Automated hand hygiene auditing with and without an intervention

Kwock, Y.L.A. et al. American Journal of Infection Control. Published online: 21 October 201

Highlights

  • The subtraction of 1 percentage from another results in a percentage point (PP) difference that provides the size of the difference; overt human auditing inflates compliance by 20 PPs to 37 PPs compared with covert automated auditing.
  • Overt human auditing did not sustain inflated compliance estimates once auditing ceased.
  • Neither overt human nor automated auditing changes hand hygiene compliance per se, but automated auditing improves the validity of compliance estimates.
  • Daily feedback from automated auditing with peer nudging assisted a cooperative ward to improve, but practice was not sustained once the intervention ceased.

Abstract

Background: Daily feedback from continuous automated auditing with a peer reminder intervention was used to improve compliance. Compliance rates from covert and overt automated auditing phases with and without intervention were compared with human mandatory audits.
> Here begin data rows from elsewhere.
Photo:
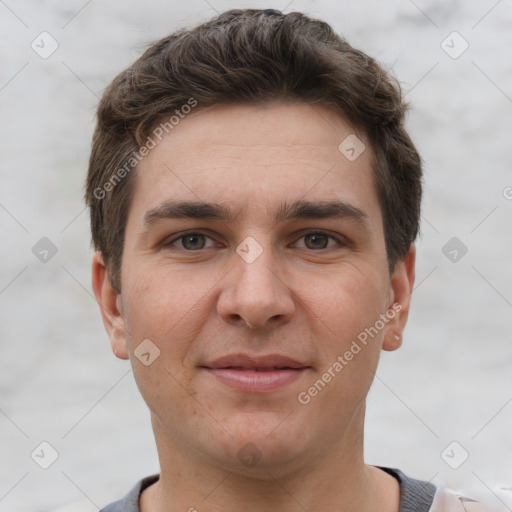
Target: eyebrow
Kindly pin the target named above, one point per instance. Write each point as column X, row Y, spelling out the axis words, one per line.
column 300, row 209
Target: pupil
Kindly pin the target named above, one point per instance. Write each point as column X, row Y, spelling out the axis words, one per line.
column 315, row 238
column 190, row 242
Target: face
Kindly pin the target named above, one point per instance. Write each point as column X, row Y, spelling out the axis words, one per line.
column 255, row 291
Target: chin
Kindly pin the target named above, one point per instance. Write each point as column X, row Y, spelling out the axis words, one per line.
column 261, row 443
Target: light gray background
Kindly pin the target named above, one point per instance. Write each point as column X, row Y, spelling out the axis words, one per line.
column 60, row 383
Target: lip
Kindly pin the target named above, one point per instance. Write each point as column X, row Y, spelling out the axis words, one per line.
column 255, row 374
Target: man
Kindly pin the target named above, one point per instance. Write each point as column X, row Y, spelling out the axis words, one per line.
column 254, row 202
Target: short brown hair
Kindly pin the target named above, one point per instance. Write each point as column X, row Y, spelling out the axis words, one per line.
column 251, row 56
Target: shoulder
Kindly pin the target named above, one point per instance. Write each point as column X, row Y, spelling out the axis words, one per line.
column 130, row 503
column 422, row 496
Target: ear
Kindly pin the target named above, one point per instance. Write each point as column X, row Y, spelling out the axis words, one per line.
column 110, row 305
column 402, row 282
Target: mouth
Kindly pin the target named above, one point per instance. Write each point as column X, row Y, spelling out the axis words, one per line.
column 255, row 374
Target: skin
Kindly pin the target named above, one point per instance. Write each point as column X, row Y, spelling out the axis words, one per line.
column 307, row 298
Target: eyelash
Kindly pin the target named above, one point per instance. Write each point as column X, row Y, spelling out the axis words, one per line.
column 339, row 241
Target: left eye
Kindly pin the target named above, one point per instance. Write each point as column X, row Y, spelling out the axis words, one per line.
column 318, row 240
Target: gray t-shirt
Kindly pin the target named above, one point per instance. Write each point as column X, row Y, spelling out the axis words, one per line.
column 415, row 495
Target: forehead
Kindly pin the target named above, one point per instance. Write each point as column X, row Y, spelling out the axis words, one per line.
column 257, row 156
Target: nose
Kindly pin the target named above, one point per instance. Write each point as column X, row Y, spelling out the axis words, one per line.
column 254, row 295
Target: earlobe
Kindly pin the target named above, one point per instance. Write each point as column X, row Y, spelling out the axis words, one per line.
column 110, row 303
column 402, row 282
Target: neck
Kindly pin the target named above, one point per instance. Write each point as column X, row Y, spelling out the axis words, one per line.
column 335, row 478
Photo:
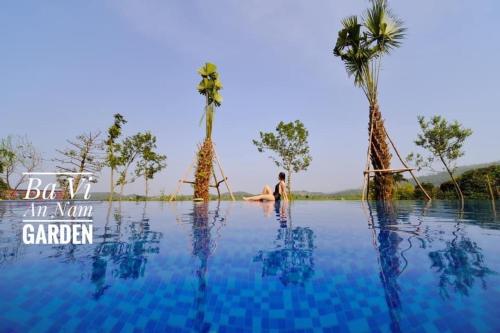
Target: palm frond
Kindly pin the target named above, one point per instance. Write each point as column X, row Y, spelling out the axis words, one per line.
column 383, row 27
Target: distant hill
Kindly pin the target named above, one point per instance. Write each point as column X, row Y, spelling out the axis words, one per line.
column 441, row 177
column 436, row 179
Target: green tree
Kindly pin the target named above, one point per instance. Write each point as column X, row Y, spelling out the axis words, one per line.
column 131, row 150
column 209, row 86
column 289, row 145
column 113, row 160
column 149, row 164
column 361, row 44
column 444, row 141
column 19, row 156
column 5, row 157
column 82, row 156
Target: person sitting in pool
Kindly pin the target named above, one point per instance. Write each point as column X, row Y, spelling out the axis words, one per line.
column 280, row 192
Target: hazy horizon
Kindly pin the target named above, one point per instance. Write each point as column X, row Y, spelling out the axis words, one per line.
column 68, row 67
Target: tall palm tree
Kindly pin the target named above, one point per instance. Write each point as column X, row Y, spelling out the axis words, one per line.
column 361, row 44
column 209, row 86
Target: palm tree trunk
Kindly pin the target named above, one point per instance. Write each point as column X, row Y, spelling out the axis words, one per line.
column 204, row 170
column 289, row 185
column 380, row 155
column 111, row 185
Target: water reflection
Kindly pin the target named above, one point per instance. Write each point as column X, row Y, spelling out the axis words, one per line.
column 205, row 232
column 387, row 243
column 459, row 263
column 122, row 251
column 291, row 259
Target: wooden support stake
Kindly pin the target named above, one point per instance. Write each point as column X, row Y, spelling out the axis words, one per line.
column 223, row 176
column 366, row 182
column 182, row 180
column 492, row 195
column 406, row 166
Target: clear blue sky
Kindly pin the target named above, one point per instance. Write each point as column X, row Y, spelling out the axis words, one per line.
column 66, row 67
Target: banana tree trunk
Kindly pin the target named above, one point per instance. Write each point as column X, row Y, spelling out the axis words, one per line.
column 380, row 155
column 289, row 185
column 111, row 184
column 204, row 171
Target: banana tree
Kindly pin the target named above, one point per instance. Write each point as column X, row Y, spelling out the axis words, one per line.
column 209, row 86
column 361, row 45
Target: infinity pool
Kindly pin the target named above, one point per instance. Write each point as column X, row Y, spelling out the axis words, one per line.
column 236, row 267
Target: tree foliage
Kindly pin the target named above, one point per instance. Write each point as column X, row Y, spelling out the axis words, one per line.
column 113, row 159
column 444, row 142
column 361, row 43
column 83, row 155
column 17, row 156
column 131, row 150
column 150, row 162
column 209, row 86
column 289, row 145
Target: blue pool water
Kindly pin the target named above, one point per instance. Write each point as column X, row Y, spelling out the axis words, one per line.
column 236, row 267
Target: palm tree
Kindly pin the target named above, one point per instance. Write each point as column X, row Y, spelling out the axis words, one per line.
column 361, row 46
column 209, row 86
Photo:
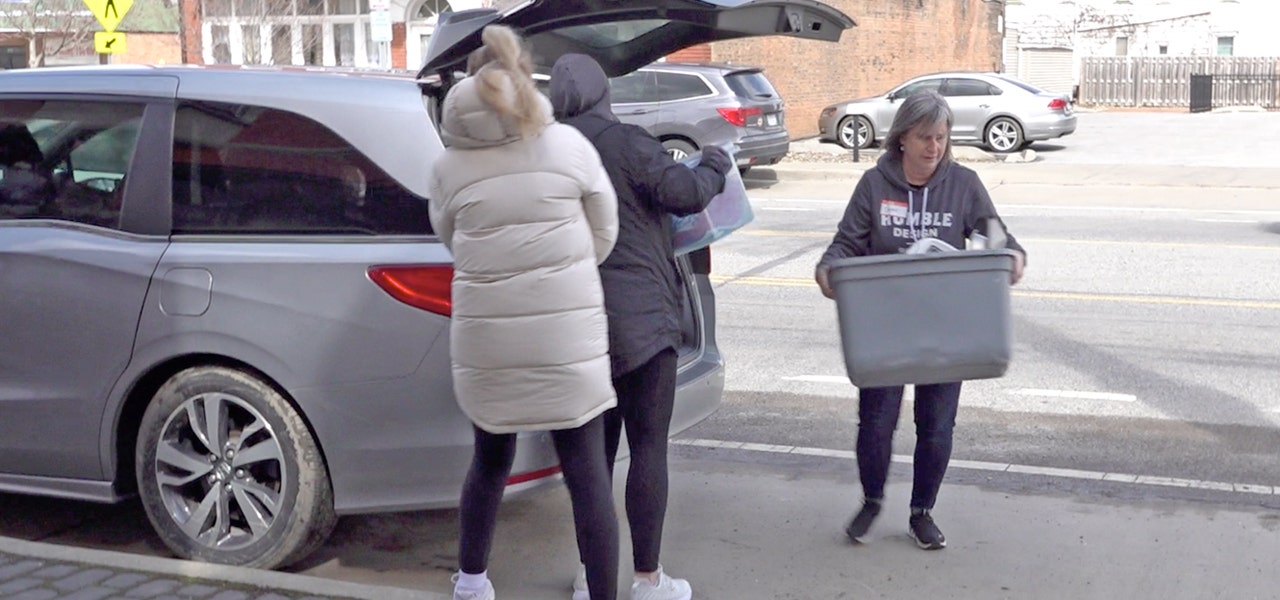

Methods: An automated system was installed to covertly detect hand hygiene events with each depression of the alcohol-based handrub dispenser for 5 months. The overt phase included key clinicians trained to share daily rates with clinicians, set compliance goals, and nudge each other to comply for 6 months. During a further 6 months, the intervention continued without being refreshed. Hand Hygiene Australia (HHA) human audits were performed quarterly during the intervention in accordance with the World Health Organization guidelines. Percentage point (PP) differences between compliance rates were used to determine change.

Results: HHA rates for June 2014 were 85% and 87% on the medical and surgical wards, respectively. These rates were 55 PPs and 38 PPs higher than covert automation rates for June 2014 on the medical and surgical ward at 30% and 49%, respectively. During the intervention phase, average compliance did not change on the medical ward from their covert rate, whereas the surgical ward improved compared with the covert phase by 11 PPs to 60%. On average, compliance during the intervention without being refreshed did not change on the medical ward, whereas the average rate on the surgical ward declined by 9 PPs.

Conclusions: Automation provided a unique opportunity to respond to daily rates, but compliance will return to preintervention levels once active intervention ceases or human auditors leave the ward, unless clinicians are committed to change.